Spammers at this point are probably trying to work out the economics of PDF spam given the limited number attacks that can be launched, said Bradley Anstis, director of product management for Basingstoke, U.K.-based Marshal Ltd., a provider of e-mail and internet management solutions.
And although the campaign was initially successful, he said, messaging security vendors will bolster their defenses towards the attacks, resulting in an eventual decline in number.
Currently, Graydon said companies are employing various approaches to the PDF spam problem.
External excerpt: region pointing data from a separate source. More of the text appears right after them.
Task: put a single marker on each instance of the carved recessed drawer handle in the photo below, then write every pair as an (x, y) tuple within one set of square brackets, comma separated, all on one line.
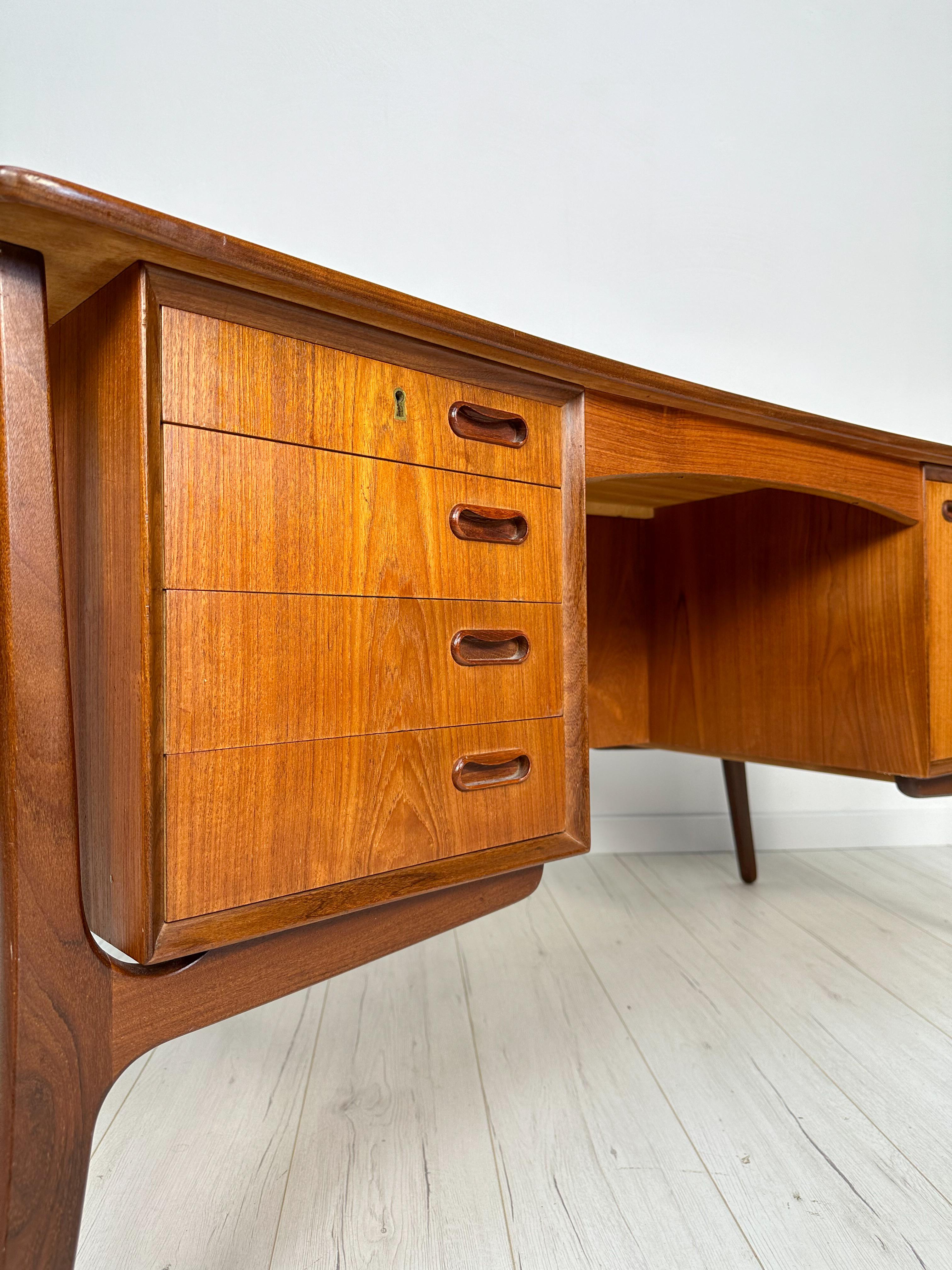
[(489, 648), (484, 771), (484, 423), (488, 524)]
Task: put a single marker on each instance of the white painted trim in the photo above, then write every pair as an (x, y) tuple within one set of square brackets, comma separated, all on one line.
[(781, 831)]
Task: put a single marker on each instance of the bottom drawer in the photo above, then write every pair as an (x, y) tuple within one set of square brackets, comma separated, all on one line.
[(258, 822)]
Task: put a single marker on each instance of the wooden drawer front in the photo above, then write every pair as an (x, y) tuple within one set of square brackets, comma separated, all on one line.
[(235, 379), (252, 670), (254, 823), (248, 515)]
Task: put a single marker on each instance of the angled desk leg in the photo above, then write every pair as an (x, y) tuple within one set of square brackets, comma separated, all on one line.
[(55, 1055), (735, 778), (70, 1019)]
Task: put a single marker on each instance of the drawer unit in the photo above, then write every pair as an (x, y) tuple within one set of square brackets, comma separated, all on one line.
[(326, 618), (235, 379)]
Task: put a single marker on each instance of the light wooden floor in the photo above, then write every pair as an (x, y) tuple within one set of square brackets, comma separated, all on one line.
[(645, 1065)]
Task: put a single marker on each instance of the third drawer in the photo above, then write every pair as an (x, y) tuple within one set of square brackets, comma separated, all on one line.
[(253, 670)]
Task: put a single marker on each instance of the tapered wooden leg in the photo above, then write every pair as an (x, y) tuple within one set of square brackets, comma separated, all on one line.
[(55, 1051), (735, 778)]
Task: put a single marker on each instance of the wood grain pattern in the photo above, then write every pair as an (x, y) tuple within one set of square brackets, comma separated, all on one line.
[(637, 497), (619, 624), (88, 238), (192, 935), (54, 988), (938, 564), (626, 439), (111, 515), (248, 515), (256, 823), (578, 821), (789, 628), (153, 1005), (235, 379), (193, 294), (253, 670)]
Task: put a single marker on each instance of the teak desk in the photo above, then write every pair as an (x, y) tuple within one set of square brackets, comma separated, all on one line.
[(295, 661)]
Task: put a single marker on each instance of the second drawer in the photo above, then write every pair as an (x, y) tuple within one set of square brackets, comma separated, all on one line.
[(253, 670), (249, 515)]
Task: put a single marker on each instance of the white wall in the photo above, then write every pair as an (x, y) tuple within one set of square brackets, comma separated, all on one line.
[(757, 196)]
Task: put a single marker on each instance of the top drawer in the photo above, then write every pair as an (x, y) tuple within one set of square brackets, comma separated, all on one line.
[(235, 379)]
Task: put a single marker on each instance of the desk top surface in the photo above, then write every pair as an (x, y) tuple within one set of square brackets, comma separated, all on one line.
[(87, 238)]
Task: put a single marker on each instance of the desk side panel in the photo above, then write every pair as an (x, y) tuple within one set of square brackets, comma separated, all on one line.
[(102, 356), (938, 533)]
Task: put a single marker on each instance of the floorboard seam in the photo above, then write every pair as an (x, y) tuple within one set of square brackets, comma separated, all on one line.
[(649, 1068), (298, 1128), (792, 1039), (876, 903), (856, 966), (139, 1075), (485, 1100)]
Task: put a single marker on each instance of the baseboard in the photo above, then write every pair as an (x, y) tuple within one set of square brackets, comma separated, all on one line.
[(790, 831)]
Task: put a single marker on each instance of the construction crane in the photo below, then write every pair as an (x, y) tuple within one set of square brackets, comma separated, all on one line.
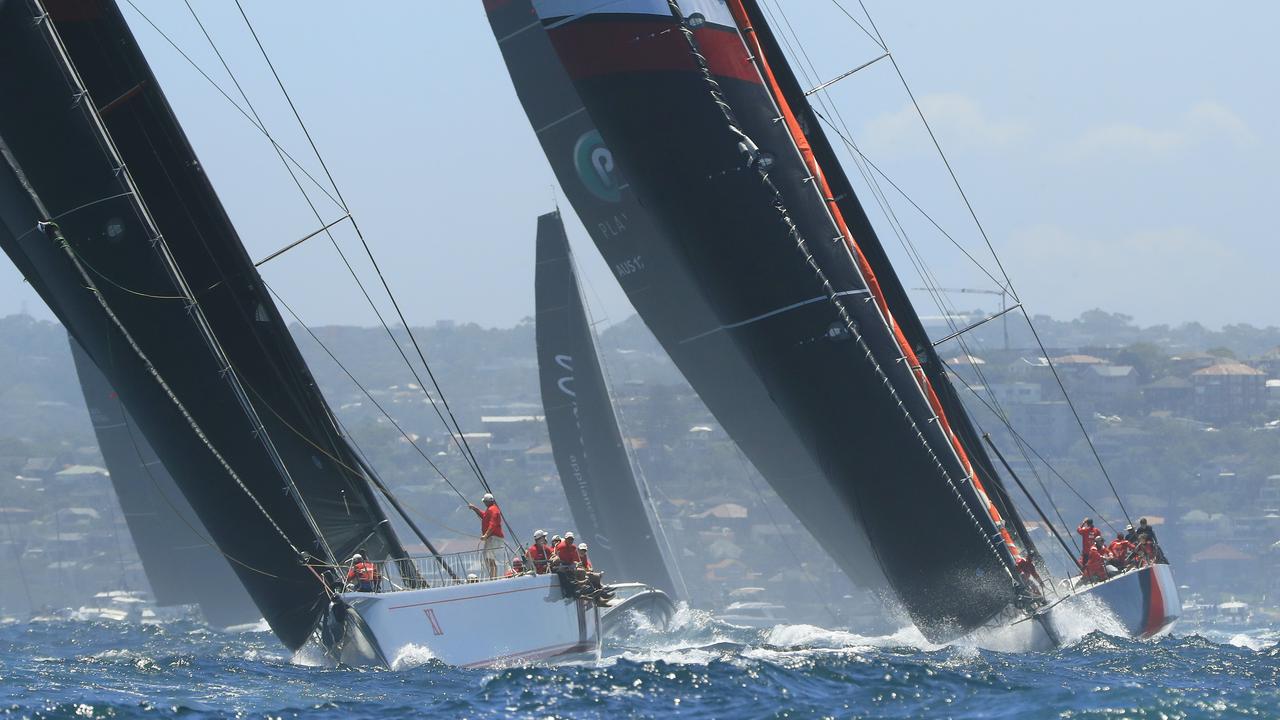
[(1002, 294)]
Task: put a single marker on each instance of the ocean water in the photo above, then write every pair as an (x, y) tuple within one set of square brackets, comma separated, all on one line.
[(702, 668)]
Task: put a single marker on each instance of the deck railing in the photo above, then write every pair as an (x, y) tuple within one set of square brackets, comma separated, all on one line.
[(433, 572)]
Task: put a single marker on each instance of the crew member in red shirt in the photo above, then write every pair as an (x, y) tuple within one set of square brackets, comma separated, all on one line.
[(490, 532), (1088, 533), (364, 573), (1095, 569), (540, 552)]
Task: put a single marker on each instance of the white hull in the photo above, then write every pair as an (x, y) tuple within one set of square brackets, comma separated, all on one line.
[(1144, 601), (471, 624)]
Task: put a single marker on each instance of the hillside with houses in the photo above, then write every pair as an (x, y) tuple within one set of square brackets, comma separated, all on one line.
[(1185, 422)]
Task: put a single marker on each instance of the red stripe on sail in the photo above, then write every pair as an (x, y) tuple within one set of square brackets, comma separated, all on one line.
[(600, 48)]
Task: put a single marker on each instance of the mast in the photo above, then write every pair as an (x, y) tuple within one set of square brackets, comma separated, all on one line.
[(667, 296), (176, 314), (595, 470), (693, 117)]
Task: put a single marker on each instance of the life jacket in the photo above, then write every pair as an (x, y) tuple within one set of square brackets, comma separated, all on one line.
[(539, 554), (567, 552), (1088, 533), (1120, 550), (490, 522), (1093, 566)]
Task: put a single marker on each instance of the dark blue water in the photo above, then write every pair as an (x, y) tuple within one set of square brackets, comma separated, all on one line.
[(704, 669)]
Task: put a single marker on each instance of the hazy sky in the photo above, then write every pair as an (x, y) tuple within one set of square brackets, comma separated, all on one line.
[(1119, 155)]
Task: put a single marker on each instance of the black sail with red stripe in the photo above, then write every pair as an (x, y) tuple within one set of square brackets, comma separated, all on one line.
[(666, 295), (696, 131), (60, 164), (182, 565)]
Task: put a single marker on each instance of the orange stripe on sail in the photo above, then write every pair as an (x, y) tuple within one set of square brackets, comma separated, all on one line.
[(744, 23)]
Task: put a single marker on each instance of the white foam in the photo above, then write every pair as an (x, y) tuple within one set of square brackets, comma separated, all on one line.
[(1082, 615), (1248, 642), (412, 656), (310, 655)]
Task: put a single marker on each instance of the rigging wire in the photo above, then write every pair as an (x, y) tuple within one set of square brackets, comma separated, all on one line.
[(1041, 458), (842, 132), (618, 418), (371, 399), (748, 146), (749, 473), (458, 436), (228, 98), (995, 255)]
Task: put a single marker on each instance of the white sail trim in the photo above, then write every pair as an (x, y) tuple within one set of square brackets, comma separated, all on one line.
[(567, 10)]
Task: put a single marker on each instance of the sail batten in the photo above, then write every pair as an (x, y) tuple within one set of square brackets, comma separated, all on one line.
[(594, 466)]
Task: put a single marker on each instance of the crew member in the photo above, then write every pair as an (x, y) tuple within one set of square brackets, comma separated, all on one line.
[(1120, 550), (490, 532), (362, 573), (566, 552), (1144, 554), (1146, 529), (540, 552), (1088, 533), (603, 595)]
Some are passively “grinning and bearing it” because the technology they have in place doesn’t solve the issue. Others are quarantining incoming PDF documents and letting users retrieve the ‘clean’ files from the quarantine.
Karnis isn’t keen on the quarantine approach as it’s indicative of an inferior anti-spam product, which really only serves as a location for e-mail that the spam filter couldn’t decide what to do with.
Others, Graydon added, are making the better decision to deploy superior messaging security systems that can scan the content of PDF documents.
Companies should evaluate the technologies they have in place, agreed Anstis – in particular recommending multi-facetted spam engines to capture multiple forms of spam attacks.
Besides that, he said, “be aware that it’s happening and let employees know. It’s always better to err on the side of caution.”